Brisbane – Dutzende Studien zu Prognosemodellen für Diabetes und Schlaganfall fußen womöglich auf 2 erfundenen oder zumindest manipulierten Datensätzen. Zum Teil würden die Modelle bereits im Klinikalltag verwendet, um das Krankheitsrisiko von Menschen zu bestimmen, schreiben australische und britische Forschende in einem Preprint (medRxiv 2026, DOI: 10.64898/2026.02.24.26347028), das noch nicht begutachtet wurde. Sie mahnen an, „dass klinische Vorhersagemodelle und Entscheidungen auf der Grundlage zuverlässiger Daten und geeigneter Methoden getroffen werden müssen, um unsichere medizinische Entscheidungen für Patienten zu vermeiden“.

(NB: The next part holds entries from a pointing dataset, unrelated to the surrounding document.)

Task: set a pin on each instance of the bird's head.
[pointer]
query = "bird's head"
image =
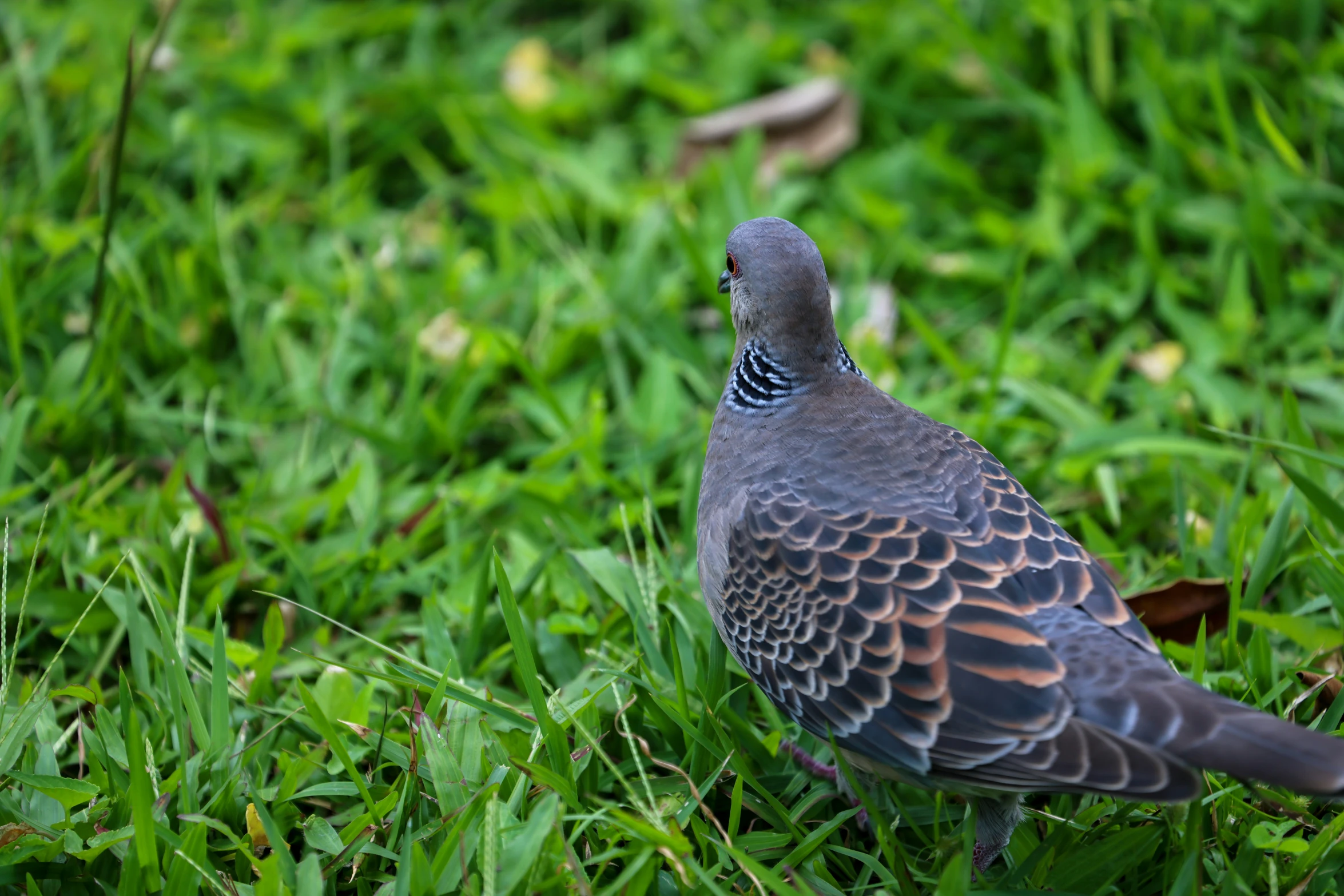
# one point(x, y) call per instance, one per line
point(780, 294)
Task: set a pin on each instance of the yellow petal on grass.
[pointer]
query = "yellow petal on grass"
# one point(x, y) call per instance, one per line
point(524, 78)
point(1159, 363)
point(444, 339)
point(255, 828)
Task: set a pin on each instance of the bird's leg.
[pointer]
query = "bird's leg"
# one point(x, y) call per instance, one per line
point(819, 768)
point(996, 817)
point(811, 763)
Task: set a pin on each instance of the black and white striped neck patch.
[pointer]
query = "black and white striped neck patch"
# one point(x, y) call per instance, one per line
point(758, 382)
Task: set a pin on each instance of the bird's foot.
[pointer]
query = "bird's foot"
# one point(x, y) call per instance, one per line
point(983, 856)
point(819, 768)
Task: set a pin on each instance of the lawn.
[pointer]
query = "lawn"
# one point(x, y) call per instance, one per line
point(355, 395)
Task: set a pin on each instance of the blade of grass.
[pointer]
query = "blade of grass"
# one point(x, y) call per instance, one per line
point(324, 727)
point(554, 735)
point(1270, 548)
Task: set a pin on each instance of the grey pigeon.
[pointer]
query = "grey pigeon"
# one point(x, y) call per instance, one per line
point(885, 578)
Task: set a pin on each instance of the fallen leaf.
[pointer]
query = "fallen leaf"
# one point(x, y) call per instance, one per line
point(1172, 612)
point(1159, 363)
point(13, 832)
point(817, 120)
point(444, 339)
point(363, 731)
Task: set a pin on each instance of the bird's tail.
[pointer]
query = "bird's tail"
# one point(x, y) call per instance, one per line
point(1229, 736)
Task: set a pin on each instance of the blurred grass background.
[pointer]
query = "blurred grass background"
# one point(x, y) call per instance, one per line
point(394, 286)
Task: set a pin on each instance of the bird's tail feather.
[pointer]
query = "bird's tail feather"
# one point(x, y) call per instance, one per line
point(1252, 744)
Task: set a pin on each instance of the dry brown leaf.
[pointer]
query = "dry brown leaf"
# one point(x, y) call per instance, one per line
point(13, 832)
point(1326, 696)
point(1172, 612)
point(363, 731)
point(817, 120)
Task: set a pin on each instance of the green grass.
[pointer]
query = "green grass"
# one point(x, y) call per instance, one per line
point(260, 406)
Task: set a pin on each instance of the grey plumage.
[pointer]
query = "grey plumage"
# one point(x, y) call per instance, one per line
point(881, 575)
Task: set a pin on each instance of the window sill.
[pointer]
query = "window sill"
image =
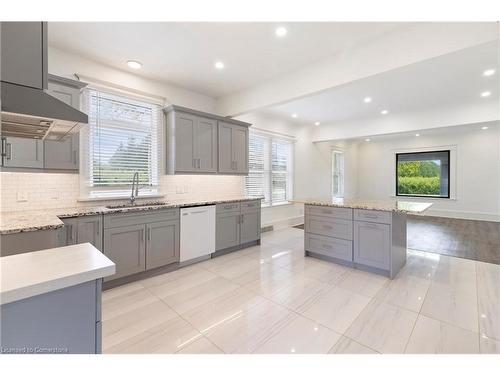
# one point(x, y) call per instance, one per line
point(432, 198)
point(118, 197)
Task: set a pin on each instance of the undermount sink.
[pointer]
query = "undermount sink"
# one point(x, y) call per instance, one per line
point(132, 205)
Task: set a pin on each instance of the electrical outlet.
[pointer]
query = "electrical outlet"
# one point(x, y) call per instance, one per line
point(22, 196)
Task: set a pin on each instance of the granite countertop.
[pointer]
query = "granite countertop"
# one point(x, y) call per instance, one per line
point(31, 274)
point(33, 220)
point(389, 205)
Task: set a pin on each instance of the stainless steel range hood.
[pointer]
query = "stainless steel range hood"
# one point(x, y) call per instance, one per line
point(32, 113)
point(27, 110)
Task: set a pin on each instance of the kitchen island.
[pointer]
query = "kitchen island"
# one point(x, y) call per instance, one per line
point(50, 300)
point(368, 235)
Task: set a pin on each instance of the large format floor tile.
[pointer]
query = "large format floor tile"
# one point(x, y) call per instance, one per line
point(488, 277)
point(383, 327)
point(458, 308)
point(246, 331)
point(432, 336)
point(271, 299)
point(300, 336)
point(337, 308)
point(347, 346)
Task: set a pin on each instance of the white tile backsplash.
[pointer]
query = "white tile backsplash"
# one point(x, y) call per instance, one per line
point(29, 191)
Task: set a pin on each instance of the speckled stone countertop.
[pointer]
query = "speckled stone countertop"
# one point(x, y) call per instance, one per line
point(389, 205)
point(28, 221)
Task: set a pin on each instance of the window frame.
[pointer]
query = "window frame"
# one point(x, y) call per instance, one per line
point(112, 192)
point(270, 139)
point(341, 152)
point(448, 193)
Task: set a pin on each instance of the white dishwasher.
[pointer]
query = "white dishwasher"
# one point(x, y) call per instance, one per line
point(197, 232)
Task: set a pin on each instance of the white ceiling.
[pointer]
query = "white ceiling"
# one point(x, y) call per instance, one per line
point(451, 80)
point(184, 54)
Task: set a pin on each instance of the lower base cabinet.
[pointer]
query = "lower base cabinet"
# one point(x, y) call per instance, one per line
point(125, 246)
point(162, 245)
point(237, 224)
point(141, 241)
point(372, 244)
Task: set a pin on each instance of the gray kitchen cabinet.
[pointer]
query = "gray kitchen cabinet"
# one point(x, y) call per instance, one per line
point(185, 130)
point(228, 230)
point(22, 152)
point(64, 154)
point(24, 53)
point(233, 148)
point(84, 229)
point(372, 244)
point(126, 247)
point(162, 245)
point(250, 226)
point(237, 224)
point(193, 143)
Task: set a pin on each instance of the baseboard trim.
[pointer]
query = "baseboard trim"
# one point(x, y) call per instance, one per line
point(467, 215)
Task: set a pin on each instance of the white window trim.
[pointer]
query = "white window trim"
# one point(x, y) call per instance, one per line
point(340, 150)
point(291, 180)
point(89, 193)
point(452, 178)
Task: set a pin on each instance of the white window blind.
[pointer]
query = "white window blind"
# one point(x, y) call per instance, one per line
point(122, 138)
point(337, 174)
point(270, 169)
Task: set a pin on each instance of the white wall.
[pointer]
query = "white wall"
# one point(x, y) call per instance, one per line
point(66, 64)
point(476, 177)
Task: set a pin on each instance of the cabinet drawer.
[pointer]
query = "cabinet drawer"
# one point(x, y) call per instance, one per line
point(139, 217)
point(336, 212)
point(250, 206)
point(332, 247)
point(228, 207)
point(330, 227)
point(373, 216)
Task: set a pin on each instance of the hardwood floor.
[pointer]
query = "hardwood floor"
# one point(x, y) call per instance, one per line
point(470, 239)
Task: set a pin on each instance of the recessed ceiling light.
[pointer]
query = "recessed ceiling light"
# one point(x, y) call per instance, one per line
point(219, 65)
point(281, 31)
point(134, 64)
point(488, 72)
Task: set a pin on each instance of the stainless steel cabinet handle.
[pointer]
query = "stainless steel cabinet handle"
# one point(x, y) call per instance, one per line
point(8, 151)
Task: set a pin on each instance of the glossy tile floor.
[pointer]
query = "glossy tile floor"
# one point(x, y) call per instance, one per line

Das Forschungsteam um Alexander Gibson vom Australian Centre for Health Services Innovation and Centre for Healthcare Transformation der australischen Queensland University of Technology hatte sich 2 Datensätze – einen zu Diabetes und einen zu Schlaganfall – genauer angeschaut. Beide waren auf der Webseite Kaggle veröffentlicht worden. Kaggle ist eine Art Onlinecommunity für Datenwissenschaftlerinnen und -wissenschaftler. Man kann dort unter anderem Daten hochladen, die andere Nutzende dann verwenden können, um beispielsweise KI-Modelle für medizinische Vorhersagemodelle zu erstellen.